Now let's take a quick look into retention. Most people believe that retention starts after someone becomes a member. The fact is that retention begins before someone joins your association. It's your Web site, the recruitment materials you have sent, your presence at another meeting or event. These resonate with people long before they decide to join. Here are some pointers and ideas related to retention:


Collect the data-Here we go again with data. If you don't know who is leaving or why, it's hard to address those who are leaving. As an idea, ACTE sends a quick survey to its non-renewed members each month. The nice thing is that, each month, we get a number of people who reply that they simply forgot to renew. This is easiest and cheapest retention tool we have.


Gather feedback-One of the questions on any renewal survey should be related to needs and wants. Or, better yet, what keeps you up at night as an educator? If you can get the answers to these types of

questions, you will be on your way to developing and/or providing for your potential members.


Keep communicating-Always communicate with your members. Let them know what is happening in the association and in the industry. When you survey your members, let them know the results. An open-door communication policy will go a long way with keeping your members engaged.


Provide involvement-How can members get involved? If you have a complicated and hierarchical system, you will lose a lot of new members right away. Are there long applications or steps to go through to volunteer? If so, you might want to rethink that or come up with ways people can easily get involved.


Look for resources-Look for any and all resources you can to help with your membership

recruitment. A quick search on Amazon or at American Society of Association Executives will yield you a plethora of resources and ideas you can use to help in your retention efforts. 

Membership Processing

In processing memberships, it is imperative to create a defined schedule according to renewal terms to optimize the potential for renewals. These business rules should be set in conjunction with the structure as defined in the organization's bylaws. Business rules should also be established to ensure consistency and accuracy.

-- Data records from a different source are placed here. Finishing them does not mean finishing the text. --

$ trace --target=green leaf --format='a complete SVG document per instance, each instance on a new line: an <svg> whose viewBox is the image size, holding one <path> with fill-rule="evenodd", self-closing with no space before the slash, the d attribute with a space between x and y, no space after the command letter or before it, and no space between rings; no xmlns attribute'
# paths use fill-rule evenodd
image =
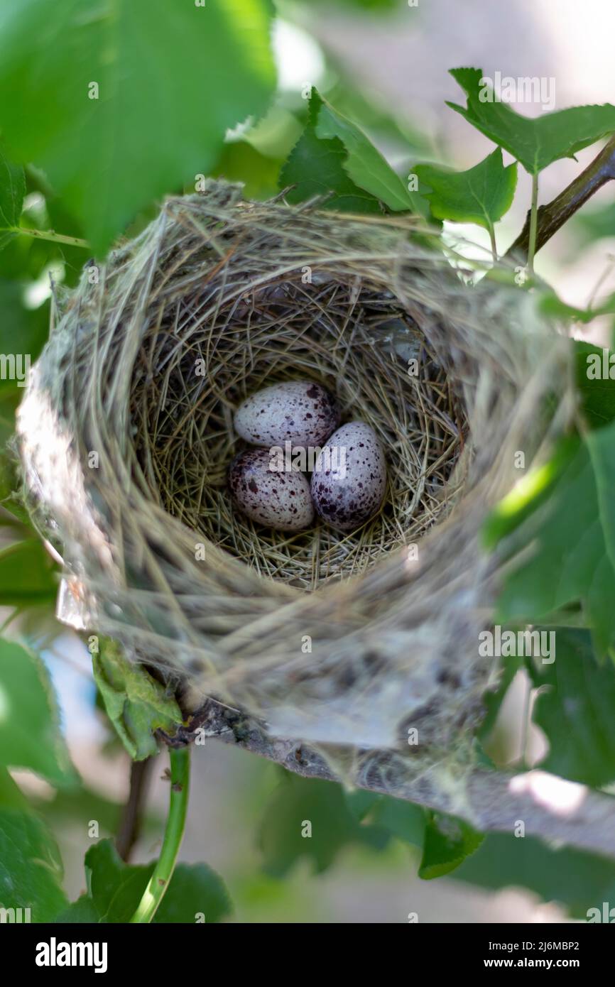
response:
<svg viewBox="0 0 615 987"><path fill-rule="evenodd" d="M483 840L483 833L461 819L440 812L427 813L419 876L431 880L450 873L480 847Z"/></svg>
<svg viewBox="0 0 615 987"><path fill-rule="evenodd" d="M585 241L615 237L615 202L609 202L599 209L583 209L575 216L576 232ZM578 243L575 240L576 249Z"/></svg>
<svg viewBox="0 0 615 987"><path fill-rule="evenodd" d="M615 107L608 103L573 107L530 119L506 103L489 102L491 87L481 85L482 69L457 68L450 74L466 93L467 106L449 102L447 106L508 151L530 175L560 158L574 158L583 147L615 131Z"/></svg>
<svg viewBox="0 0 615 987"><path fill-rule="evenodd" d="M316 89L307 126L281 170L279 184L282 189L296 186L287 194L290 202L333 191L327 208L379 212L382 203L392 212L426 212L422 196L408 190L365 134Z"/></svg>
<svg viewBox="0 0 615 987"><path fill-rule="evenodd" d="M612 476L615 424L578 443L542 506L527 515L503 549L512 557L524 550L498 600L496 620L539 623L580 601L602 655L615 642L612 518L605 497ZM589 448L591 449L591 456ZM514 511L508 517L514 523Z"/></svg>
<svg viewBox="0 0 615 987"><path fill-rule="evenodd" d="M414 802L382 796L370 813L369 821L382 826L404 843L420 848L424 844L426 813L421 805L415 805Z"/></svg>
<svg viewBox="0 0 615 987"><path fill-rule="evenodd" d="M489 833L451 877L494 891L527 888L578 919L586 919L588 908L615 901L615 861L512 833Z"/></svg>
<svg viewBox="0 0 615 987"><path fill-rule="evenodd" d="M466 172L417 165L415 173L430 191L423 191L436 219L476 223L492 230L508 211L516 188L516 164L503 166L500 148Z"/></svg>
<svg viewBox="0 0 615 987"><path fill-rule="evenodd" d="M598 517L604 545L615 571L615 426L598 428L584 436L593 467L598 496Z"/></svg>
<svg viewBox="0 0 615 987"><path fill-rule="evenodd" d="M101 639L92 664L107 714L132 760L156 754L154 730L173 735L183 721L175 698L141 665L128 661L121 646L110 639Z"/></svg>
<svg viewBox="0 0 615 987"><path fill-rule="evenodd" d="M52 785L74 783L46 669L32 651L0 639L0 764Z"/></svg>
<svg viewBox="0 0 615 987"><path fill-rule="evenodd" d="M206 864L178 864L169 889L154 916L154 923L221 922L233 904L222 878ZM202 920L201 920L202 921Z"/></svg>
<svg viewBox="0 0 615 987"><path fill-rule="evenodd" d="M387 841L384 830L359 824L341 786L289 773L271 797L259 836L264 869L276 877L301 859L321 873L349 845L381 849Z"/></svg>
<svg viewBox="0 0 615 987"><path fill-rule="evenodd" d="M591 428L600 428L615 419L615 354L579 340L574 340L573 343L580 409L587 424ZM599 376L594 375L593 368L596 366L601 369ZM612 369L612 378L604 376L605 369L609 374Z"/></svg>
<svg viewBox="0 0 615 987"><path fill-rule="evenodd" d="M96 905L87 894L82 894L76 901L71 902L55 919L61 925L77 925L80 923L92 925L99 922L99 913Z"/></svg>
<svg viewBox="0 0 615 987"><path fill-rule="evenodd" d="M45 0L0 2L2 126L102 254L152 198L206 175L228 127L266 111L271 5L57 0L47 15Z"/></svg>
<svg viewBox="0 0 615 987"><path fill-rule="evenodd" d="M544 315L579 322L586 326L600 315L612 315L615 312L615 294L609 295L595 307L581 309L562 301L555 292L546 292L540 299L538 307Z"/></svg>
<svg viewBox="0 0 615 987"><path fill-rule="evenodd" d="M101 840L85 857L88 895L73 902L58 922L128 922L151 877L155 864L129 867L111 840ZM205 864L179 864L154 917L155 923L189 923L204 916L220 922L233 906L222 878Z"/></svg>
<svg viewBox="0 0 615 987"><path fill-rule="evenodd" d="M8 375L0 379L0 387L16 387L21 377L19 397L24 395L25 375L29 363L34 363L44 345L48 328L49 313L46 306L38 309L27 309L23 301L24 286L19 281L0 278L0 353L7 356L22 355L21 362L15 361L15 370L22 371L19 376L11 379ZM29 360L25 357L28 356ZM11 365L7 364L7 369Z"/></svg>
<svg viewBox="0 0 615 987"><path fill-rule="evenodd" d="M55 565L39 538L0 549L0 606L51 603L56 595Z"/></svg>
<svg viewBox="0 0 615 987"><path fill-rule="evenodd" d="M551 664L528 658L538 690L532 720L544 731L545 771L598 788L615 781L615 667L598 663L587 631L557 628Z"/></svg>
<svg viewBox="0 0 615 987"><path fill-rule="evenodd" d="M25 194L24 169L7 158L0 144L0 250L15 236L9 231L12 226L19 226Z"/></svg>
<svg viewBox="0 0 615 987"><path fill-rule="evenodd" d="M59 852L43 823L0 809L0 908L30 908L32 922L50 922L66 907L61 881Z"/></svg>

Dues Invoicing Timetable Sample

First Membership Notice   

* Sent to everyone            
set to expire in                 

one month (near

30 days notice)


Second Membership Notice    

* Sent to everyone

set to expire in

two months (near

60 days notice)

Expired Membership Notice

* Sent to everyone

expired 90 days

ago (closest



Prior to the 10th of every month, a sample process for membership notices is as follows:

Membership cards are printed and mailed daily, immediately following the completion of entering the payment information. If your organization utilizes electronic means for invoicing, it is prudent to test that method prior to implementation to ensure either they reach the full audience successfully or there is an alternative method in place to ensure all information is received by the intended recipients.

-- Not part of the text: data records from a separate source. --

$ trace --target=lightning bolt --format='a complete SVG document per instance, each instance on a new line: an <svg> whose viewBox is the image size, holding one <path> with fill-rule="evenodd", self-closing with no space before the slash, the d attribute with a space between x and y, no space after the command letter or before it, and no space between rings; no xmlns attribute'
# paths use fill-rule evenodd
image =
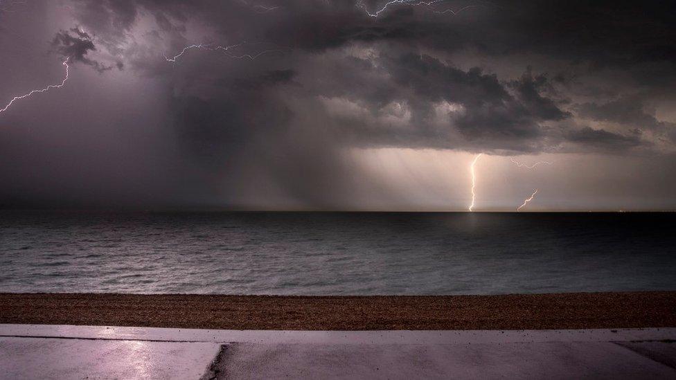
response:
<svg viewBox="0 0 676 380"><path fill-rule="evenodd" d="M528 198L528 199L526 199L525 201L524 201L523 204L522 204L521 206L519 206L519 207L517 208L517 211L519 211L519 210L521 210L521 208L524 207L528 202L530 202L531 201L532 201L533 200L533 197L535 197L536 194L537 194L537 189L535 189L535 191L534 191L533 192L533 194L531 194L531 197L530 198Z"/></svg>
<svg viewBox="0 0 676 380"><path fill-rule="evenodd" d="M244 45L257 45L257 44L263 44L263 42L255 42L255 43L251 43L251 44L248 44L247 42L242 42L241 44L235 44L234 45L229 45L229 46L220 46L220 45L217 46L213 46L213 44L193 44L193 45L188 45L188 46L183 48L183 50L181 50L180 53L179 53L178 54L177 54L176 55L174 55L173 57L172 57L170 58L168 57L167 57L166 55L165 55L164 56L164 59L166 60L167 62L175 62L177 60L178 60L179 58L181 57L181 56L182 56L188 51L191 50L191 49L202 49L202 50L206 50L206 51L221 51L223 52L224 54L225 54L228 57L230 57L231 58L234 58L235 60L241 60L242 58L248 58L248 59L249 59L249 60L251 60L252 61L254 60L256 60L258 57L264 55L264 54L268 54L268 53L274 53L274 52L281 52L281 53L283 53L284 52L284 51L282 50L282 49L269 49L269 50L265 50L265 51L258 52L258 53L257 53L256 54L242 54L241 55L235 55L235 54L232 54L232 53L229 53L229 51L230 50L235 49L235 48L238 48L240 46L243 46Z"/></svg>
<svg viewBox="0 0 676 380"><path fill-rule="evenodd" d="M460 9L455 10L454 10L450 8L446 8L446 9L445 9L443 10L436 10L436 9L434 8L434 6L435 4L437 4L437 3L443 3L443 2L445 1L447 1L447 0L433 0L432 1L425 1L423 0L390 0L389 1L388 1L387 3L386 3L385 5L384 5L382 6L382 8L381 8L380 9L379 9L379 10L376 10L375 12L371 12L368 11L368 10L366 9L366 6L364 4L364 1L358 1L357 3L357 7L363 9L364 11L366 12L366 15L368 15L371 17L377 17L378 16L380 15L380 13L384 12L385 10L386 10L388 7L389 7L390 6L392 6L392 5L395 5L395 4L404 4L404 5L407 5L407 6L426 6L426 7L429 8L430 9L432 9L432 12L434 12L434 13L436 13L438 15L443 15L445 13L451 13L454 16L457 15L458 14L461 13L461 12L463 12L464 10L467 10L468 9L472 8L476 8L477 6L474 6L474 5L470 5L470 6L464 6L464 7L460 8Z"/></svg>
<svg viewBox="0 0 676 380"><path fill-rule="evenodd" d="M529 165L527 165L527 164L525 164L525 163L521 163L519 161L515 161L514 159L512 158L512 157L510 157L509 158L509 161L512 161L512 163L516 165L519 168L526 168L526 169L533 169L535 167L536 167L536 166L537 166L538 165L540 165L540 164L551 165L551 162L549 162L549 161L537 161L535 163Z"/></svg>
<svg viewBox="0 0 676 380"><path fill-rule="evenodd" d="M63 87L64 85L66 84L66 81L68 80L68 69L69 69L69 67L68 66L68 60L70 60L70 57L66 58L66 60L64 61L63 63L62 64L62 65L64 65L64 66L66 66L66 76L64 78L64 80L62 81L61 81L61 84L50 84L50 85L47 86L46 87L45 87L44 89L37 89L37 90L33 90L30 92L29 92L29 93L26 93L25 95L21 95L20 96L15 96L12 99L12 100L10 100L10 102L8 103L7 105L5 106L4 108L0 109L0 114L2 114L5 111L7 111L7 109L8 109L17 100L19 100L21 99L24 99L24 98L28 98L28 97L30 96L31 95L33 95L34 93L39 93L39 92L46 92L46 91L49 91L50 89L60 89L61 87Z"/></svg>
<svg viewBox="0 0 676 380"><path fill-rule="evenodd" d="M474 165L477 163L477 161L478 161L479 159L481 158L481 156L483 155L483 153L479 153L479 154L474 156L474 159L472 161L472 165L470 165L470 172L472 173L472 203L470 205L470 207L468 208L469 211L472 211L472 209L474 208L474 198L477 196L477 194L474 194L474 186L477 185L477 176L474 174Z"/></svg>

     ACTE uses iMIS as our association management software. iMIS is a complete, upgradeable, Web-based, nonprofit business software system used by more than 2,500 companies/associations. Custom Web enhancements have been created to simplify transmission of state dues information directly into the ACTE database. There are currently two options available for state leader's use:


*SCM (State Customization Module)-Log in and view all your state member records! This information can be exported, updated and transmitted directly into the ACTE database over the Web site. SCM has been used by seven states (KY, WV, IN, WY, NV, SC and OH); 10 other states use the SCM to confirm and update information in their member records (NE, GA, CO, CA, WA, OK, UT, MI, AK and KS).


*SIM (State Import Module)-Just send an Excel spreadsheet of your formatted membership information, and ACTE performs an import process directly into our database! This option virtually eliminates data-entry errors, as the information is never re-entered. SIM has been used by 10 states (OK, GA, VA, OH, MN, TX, IL, WI, WA and UT).

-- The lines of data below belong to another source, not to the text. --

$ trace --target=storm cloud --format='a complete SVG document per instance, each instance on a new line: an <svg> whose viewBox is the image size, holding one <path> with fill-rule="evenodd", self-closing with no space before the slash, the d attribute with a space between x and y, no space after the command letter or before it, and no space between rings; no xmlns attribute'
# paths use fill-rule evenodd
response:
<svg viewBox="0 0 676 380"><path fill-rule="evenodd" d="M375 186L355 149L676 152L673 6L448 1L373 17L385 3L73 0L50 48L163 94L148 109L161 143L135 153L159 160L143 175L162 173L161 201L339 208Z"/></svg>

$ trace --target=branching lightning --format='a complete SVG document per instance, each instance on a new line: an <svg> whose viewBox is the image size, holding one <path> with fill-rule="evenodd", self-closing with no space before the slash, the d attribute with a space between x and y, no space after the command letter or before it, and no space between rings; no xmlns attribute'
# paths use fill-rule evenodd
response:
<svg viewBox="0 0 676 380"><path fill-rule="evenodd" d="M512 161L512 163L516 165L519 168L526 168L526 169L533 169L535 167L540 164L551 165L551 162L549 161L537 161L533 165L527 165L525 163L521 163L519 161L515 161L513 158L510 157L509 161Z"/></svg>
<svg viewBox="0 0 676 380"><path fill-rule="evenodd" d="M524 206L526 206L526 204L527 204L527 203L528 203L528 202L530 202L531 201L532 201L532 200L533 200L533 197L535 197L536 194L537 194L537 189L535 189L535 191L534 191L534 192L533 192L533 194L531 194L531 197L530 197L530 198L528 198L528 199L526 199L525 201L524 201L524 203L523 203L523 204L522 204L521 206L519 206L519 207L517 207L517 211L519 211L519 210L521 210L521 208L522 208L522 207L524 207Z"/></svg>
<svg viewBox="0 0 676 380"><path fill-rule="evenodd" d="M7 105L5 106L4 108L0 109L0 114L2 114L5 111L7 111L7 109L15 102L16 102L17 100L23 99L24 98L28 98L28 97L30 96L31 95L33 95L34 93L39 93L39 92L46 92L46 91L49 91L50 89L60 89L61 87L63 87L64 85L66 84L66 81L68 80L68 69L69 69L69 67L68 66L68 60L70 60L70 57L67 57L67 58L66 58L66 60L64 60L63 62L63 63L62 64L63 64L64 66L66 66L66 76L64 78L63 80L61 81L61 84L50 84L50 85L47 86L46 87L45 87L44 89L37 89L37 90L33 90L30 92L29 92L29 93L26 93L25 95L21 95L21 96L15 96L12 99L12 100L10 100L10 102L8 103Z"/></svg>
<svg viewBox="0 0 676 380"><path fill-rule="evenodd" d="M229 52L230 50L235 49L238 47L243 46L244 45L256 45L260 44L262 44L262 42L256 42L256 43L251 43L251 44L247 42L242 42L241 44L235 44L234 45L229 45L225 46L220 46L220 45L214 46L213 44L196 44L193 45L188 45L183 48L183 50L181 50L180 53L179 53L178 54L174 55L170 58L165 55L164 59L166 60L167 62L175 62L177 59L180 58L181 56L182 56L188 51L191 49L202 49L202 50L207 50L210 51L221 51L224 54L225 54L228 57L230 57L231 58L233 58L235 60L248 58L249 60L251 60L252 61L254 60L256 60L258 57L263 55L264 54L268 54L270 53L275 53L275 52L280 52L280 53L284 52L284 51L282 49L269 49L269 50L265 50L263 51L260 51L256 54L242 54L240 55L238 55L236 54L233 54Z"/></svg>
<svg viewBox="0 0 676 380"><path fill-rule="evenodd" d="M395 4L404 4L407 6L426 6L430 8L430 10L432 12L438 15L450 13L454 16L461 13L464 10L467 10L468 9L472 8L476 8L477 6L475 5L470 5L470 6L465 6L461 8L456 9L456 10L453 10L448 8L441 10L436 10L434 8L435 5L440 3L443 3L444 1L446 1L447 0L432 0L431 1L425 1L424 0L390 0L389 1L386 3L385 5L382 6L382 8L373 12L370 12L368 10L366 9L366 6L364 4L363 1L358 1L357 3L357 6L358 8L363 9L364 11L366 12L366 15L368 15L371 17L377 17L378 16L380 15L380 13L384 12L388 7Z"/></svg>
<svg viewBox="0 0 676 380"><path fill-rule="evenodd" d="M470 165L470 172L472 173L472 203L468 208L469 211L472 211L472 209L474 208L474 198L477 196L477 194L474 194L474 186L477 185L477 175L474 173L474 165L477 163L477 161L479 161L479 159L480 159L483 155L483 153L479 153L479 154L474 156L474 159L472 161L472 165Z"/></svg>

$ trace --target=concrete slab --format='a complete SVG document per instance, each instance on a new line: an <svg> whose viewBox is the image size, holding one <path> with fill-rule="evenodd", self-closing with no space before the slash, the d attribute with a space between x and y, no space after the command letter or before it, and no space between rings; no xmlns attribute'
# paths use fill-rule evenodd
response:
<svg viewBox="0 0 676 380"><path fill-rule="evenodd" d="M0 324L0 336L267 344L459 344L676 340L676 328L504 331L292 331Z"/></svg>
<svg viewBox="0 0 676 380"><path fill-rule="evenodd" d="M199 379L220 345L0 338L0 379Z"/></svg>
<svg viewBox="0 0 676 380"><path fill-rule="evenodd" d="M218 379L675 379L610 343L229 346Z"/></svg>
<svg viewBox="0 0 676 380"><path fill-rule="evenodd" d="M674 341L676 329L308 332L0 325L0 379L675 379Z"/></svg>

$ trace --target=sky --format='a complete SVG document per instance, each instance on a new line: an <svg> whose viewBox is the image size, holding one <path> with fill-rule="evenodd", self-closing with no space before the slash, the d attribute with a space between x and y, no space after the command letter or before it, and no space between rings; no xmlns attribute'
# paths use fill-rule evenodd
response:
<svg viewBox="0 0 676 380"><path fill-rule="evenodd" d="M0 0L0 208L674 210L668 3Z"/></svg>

For more information, contact LeAnn Wilson at lwilson@acteonline.org or 703-683-9347. 

Database Structure

A database is a structured collection of records or data that is stored in a computer system. The structure is achieved by organizing the data according to a database model. The model in most common use today is the relational model. Other models, such as the hierarchical model and the network model, use a more explicit representation of relationships.
     For ACTE, our database is structured by relationship and type: Dues, Event Registration, Orders, Exhibits and Accounts Receivable. The relationship of dues is most commonly used to determine the pricing type for registrations, orders, exhibits and accounts receivable. The database also provides the source data for online transactions and, again, utilizes the structured relationship and type. A sample database structure is as follows:

  • Member Type (Member, Non-Member)
  • Status (Active, Inactive)
  • Category (Member, Retired Member, Student Member)


Dues payments are stored in tables with defined criteria as sampled in the State Financial Detail in the Appendix:

  • National Dues
  • National Division
  • State Dues
  • State Division


Databases may also house full contact data, demographic data, financial data and historical data.


The basic structure to the database should provide adequate tables to clearly define all possible relationships to produce accurate data output. 

Connecting With Members  As stated above, communication is the key element to any membership organization. If members and potential members don't know about your association, how do you expect them to join or renew? The most effective way to let them know about you is to communicate. Over the last 10 years, this has gotten very complicated. Five years ago, did anyone know about Twitter, Facebook or YouTube? Now, these are all regular ways people communicate. Discussing these options could take a very long, but suffice it to say that the most important aspect of any new communication vehicle is to really look at it and determine how it will fit into your communication mix and how well it will resonate with your members.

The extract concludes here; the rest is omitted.